Contact Tracing: Centralize or Decentralize?
Laurin Weissinger, Yale Law School
Contact tracing is one of the few tools we have to dampen the impact of COVID-19. Considering development and testing timelines, effective and available vaccines or treatments are likely months, maybe years away. Therefore, reducing the spread of the disease will remain central for quite a while. Contact tracing is a proven approach that can help us do so, and a debate has risen between whether to use centralized or decentralized contact tracing applications to slow the spread of the virus. As of writing this piece, both the overwhelming majority of applications and the often-underlying Google/Apple tracing API have not been deployed yet. Thus, rather than speaking to specific applications, this piece will dive into basic architecture differences and the issue of trust in those that run the systems.
Various health authorities from all over the world have long traced potential infection paths for critical illnesses, using a manual methodology.
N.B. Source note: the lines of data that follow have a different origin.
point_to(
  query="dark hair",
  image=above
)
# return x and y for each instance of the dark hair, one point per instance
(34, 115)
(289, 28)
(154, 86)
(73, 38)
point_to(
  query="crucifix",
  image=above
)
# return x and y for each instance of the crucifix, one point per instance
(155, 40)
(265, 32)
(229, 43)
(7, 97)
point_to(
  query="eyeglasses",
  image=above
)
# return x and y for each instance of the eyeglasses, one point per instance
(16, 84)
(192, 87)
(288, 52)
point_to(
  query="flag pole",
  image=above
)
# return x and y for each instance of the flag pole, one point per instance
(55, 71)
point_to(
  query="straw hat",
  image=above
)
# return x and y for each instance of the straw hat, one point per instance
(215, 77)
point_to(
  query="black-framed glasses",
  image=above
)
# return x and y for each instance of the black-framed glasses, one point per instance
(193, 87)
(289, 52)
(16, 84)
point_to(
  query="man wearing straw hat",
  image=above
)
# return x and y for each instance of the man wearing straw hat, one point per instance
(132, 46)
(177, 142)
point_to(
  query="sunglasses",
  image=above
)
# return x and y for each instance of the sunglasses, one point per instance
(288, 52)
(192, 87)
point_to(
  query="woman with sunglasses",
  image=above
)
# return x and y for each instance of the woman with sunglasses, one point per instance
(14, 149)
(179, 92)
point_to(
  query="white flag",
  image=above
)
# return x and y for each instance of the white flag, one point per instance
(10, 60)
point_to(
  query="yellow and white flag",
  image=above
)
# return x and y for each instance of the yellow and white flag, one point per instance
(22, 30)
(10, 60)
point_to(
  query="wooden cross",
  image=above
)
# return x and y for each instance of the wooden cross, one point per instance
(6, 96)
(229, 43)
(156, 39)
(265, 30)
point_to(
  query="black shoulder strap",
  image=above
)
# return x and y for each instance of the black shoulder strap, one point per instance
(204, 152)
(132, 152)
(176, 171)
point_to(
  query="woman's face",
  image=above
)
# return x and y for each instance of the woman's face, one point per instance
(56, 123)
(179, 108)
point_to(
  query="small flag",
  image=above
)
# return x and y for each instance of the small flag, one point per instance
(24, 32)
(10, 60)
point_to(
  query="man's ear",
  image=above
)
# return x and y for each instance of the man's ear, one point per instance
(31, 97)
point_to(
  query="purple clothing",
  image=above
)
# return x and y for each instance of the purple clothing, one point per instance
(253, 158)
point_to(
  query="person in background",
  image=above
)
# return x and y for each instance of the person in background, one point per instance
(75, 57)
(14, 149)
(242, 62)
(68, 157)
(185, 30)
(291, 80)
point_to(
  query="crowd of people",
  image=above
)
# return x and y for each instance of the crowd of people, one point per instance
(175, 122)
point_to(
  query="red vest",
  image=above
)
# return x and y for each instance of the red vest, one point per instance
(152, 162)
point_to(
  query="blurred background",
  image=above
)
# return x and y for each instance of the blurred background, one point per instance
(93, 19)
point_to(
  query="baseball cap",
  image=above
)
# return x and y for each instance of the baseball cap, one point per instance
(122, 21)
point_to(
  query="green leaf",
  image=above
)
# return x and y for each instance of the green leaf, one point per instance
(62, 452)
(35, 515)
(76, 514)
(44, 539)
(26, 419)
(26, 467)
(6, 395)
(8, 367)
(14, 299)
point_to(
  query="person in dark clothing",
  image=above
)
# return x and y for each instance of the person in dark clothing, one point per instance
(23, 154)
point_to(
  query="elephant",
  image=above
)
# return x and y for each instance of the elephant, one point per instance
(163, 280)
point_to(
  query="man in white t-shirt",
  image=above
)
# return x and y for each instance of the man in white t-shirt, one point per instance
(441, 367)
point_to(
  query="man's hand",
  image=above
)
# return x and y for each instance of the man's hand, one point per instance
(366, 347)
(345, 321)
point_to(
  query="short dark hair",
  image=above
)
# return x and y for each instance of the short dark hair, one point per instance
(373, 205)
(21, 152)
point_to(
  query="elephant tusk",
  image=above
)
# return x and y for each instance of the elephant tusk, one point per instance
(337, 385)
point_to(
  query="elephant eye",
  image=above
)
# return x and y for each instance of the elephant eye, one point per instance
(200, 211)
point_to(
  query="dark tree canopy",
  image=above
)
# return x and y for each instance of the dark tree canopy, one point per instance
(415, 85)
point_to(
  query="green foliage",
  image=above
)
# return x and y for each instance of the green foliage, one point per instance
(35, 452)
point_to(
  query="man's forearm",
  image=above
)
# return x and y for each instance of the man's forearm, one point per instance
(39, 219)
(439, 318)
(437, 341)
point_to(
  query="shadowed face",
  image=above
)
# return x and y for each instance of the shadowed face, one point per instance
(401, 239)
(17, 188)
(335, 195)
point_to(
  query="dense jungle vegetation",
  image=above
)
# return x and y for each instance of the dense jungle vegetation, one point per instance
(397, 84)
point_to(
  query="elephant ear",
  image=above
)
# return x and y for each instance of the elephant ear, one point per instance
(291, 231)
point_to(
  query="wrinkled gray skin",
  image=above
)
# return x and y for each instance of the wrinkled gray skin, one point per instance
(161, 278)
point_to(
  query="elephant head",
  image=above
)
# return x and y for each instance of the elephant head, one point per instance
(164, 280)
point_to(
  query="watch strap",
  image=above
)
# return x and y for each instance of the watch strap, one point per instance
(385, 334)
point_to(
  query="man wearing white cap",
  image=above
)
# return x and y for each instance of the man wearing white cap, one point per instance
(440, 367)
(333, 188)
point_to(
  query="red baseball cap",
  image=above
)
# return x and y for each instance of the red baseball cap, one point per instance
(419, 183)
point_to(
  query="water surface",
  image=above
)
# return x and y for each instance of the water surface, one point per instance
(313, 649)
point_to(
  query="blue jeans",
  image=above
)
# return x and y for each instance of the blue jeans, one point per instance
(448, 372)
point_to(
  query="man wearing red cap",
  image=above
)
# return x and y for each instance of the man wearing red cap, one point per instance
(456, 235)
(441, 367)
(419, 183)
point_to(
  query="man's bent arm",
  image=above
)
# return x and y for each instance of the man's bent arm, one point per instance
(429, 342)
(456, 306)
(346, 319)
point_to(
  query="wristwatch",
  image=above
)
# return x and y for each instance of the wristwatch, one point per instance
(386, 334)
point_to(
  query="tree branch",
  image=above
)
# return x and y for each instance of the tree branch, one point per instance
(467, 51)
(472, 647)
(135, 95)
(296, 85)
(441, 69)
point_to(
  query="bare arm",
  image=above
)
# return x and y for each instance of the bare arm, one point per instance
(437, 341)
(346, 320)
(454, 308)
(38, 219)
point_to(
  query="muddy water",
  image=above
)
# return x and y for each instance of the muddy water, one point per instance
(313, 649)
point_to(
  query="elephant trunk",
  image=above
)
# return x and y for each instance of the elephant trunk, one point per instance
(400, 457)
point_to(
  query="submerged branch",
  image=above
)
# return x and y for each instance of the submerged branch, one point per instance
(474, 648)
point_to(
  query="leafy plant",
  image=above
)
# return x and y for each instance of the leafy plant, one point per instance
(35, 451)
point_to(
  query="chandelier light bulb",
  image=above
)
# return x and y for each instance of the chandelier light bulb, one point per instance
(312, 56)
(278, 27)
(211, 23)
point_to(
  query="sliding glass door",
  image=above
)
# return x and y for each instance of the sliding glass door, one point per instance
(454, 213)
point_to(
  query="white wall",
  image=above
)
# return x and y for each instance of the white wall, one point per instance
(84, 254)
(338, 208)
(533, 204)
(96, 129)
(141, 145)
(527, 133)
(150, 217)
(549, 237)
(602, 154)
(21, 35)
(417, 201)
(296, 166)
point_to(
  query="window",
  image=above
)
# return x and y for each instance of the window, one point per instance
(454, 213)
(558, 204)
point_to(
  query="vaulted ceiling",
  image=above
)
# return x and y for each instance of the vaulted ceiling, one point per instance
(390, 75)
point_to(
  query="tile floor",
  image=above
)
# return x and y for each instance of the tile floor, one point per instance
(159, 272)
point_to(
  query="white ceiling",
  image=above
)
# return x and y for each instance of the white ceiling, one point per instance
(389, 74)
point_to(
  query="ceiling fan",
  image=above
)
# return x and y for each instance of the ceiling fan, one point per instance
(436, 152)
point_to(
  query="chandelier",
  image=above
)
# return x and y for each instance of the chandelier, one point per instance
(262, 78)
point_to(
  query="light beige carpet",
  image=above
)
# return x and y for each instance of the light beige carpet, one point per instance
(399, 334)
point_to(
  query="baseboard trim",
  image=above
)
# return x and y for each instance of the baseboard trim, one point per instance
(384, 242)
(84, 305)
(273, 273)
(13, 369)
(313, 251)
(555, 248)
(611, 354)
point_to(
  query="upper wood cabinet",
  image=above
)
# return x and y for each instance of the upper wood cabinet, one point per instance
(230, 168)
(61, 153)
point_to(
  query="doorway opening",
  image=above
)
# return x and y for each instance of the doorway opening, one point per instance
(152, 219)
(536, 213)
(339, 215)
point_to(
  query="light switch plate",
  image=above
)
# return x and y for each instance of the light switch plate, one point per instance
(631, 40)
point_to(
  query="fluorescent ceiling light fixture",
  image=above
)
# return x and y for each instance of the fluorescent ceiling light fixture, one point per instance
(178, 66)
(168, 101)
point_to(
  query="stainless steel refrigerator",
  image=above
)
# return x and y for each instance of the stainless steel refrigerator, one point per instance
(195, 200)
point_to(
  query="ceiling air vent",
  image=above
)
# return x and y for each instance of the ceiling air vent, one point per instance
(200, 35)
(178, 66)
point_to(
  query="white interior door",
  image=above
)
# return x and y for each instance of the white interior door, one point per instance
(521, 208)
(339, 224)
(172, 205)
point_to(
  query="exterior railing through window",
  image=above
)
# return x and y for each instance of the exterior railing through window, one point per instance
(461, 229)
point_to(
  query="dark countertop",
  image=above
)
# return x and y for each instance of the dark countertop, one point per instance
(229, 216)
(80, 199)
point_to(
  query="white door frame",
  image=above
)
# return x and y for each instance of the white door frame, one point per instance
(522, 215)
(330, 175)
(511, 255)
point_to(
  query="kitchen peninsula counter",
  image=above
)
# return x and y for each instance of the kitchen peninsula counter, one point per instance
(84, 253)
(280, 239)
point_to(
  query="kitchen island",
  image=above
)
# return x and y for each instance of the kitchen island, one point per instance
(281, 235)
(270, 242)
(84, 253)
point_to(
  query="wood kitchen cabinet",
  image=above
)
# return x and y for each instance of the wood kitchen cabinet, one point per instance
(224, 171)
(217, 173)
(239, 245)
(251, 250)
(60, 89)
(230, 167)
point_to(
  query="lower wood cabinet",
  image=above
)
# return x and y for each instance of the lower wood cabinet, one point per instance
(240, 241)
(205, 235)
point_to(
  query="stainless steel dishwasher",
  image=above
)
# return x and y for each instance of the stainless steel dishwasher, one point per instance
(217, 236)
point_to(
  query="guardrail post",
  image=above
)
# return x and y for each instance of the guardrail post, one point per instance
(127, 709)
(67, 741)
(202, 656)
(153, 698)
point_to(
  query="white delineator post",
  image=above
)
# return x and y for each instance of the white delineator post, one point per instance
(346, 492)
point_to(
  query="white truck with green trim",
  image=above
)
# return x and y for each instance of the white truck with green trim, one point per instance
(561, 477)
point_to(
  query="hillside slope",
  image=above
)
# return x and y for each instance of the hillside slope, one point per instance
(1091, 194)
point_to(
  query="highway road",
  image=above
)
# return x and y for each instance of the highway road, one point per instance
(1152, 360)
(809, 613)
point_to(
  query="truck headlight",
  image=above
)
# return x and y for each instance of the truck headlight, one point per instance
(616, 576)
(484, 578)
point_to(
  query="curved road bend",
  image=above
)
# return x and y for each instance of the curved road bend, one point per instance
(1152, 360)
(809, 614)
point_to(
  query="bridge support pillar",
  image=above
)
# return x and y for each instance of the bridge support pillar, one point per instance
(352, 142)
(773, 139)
In addition, the use of smart phones and Bluetooth/GPS has essentially become “the obvious” solution to support and supplement such manual infection tracing and data analysis. While manual, expert-led tracing usually results in better outcomes, digital applications can scale more easily and can reach people quickly. For example, an application could instantly notify those at risk and, potentially more importantly, inform those at lower risk. As health authorities are taxed and under a lot of pressure at the moment, some automation might help ease their load.
As noted, key specifications of applications and their back-ends are in flux. These important uncertainties aside, there are complex security and architectural decisions that have always to be made when choosing an architecture for such an application, and crucially, its backbone structure and operations.
Essentially, contact tracing via phones using Bluetooth, GPS, and/or cell towers can take two forms: In one form, the phone keeps track of the peers it has met (or, theoretically, the locations and time stamps) locally on the device, i.e. decentralized on a system level, and checks in regularly for a central list of reported/known positives or at-risk areas, which it then compares to its own data store. The processing of data can also be done centrally. This means that all or most data are sent to one processing cluster and that everything is controlled and analyzed from there. While not the focus of this piece, middle-of-the-road options are available and likely to be used in practice.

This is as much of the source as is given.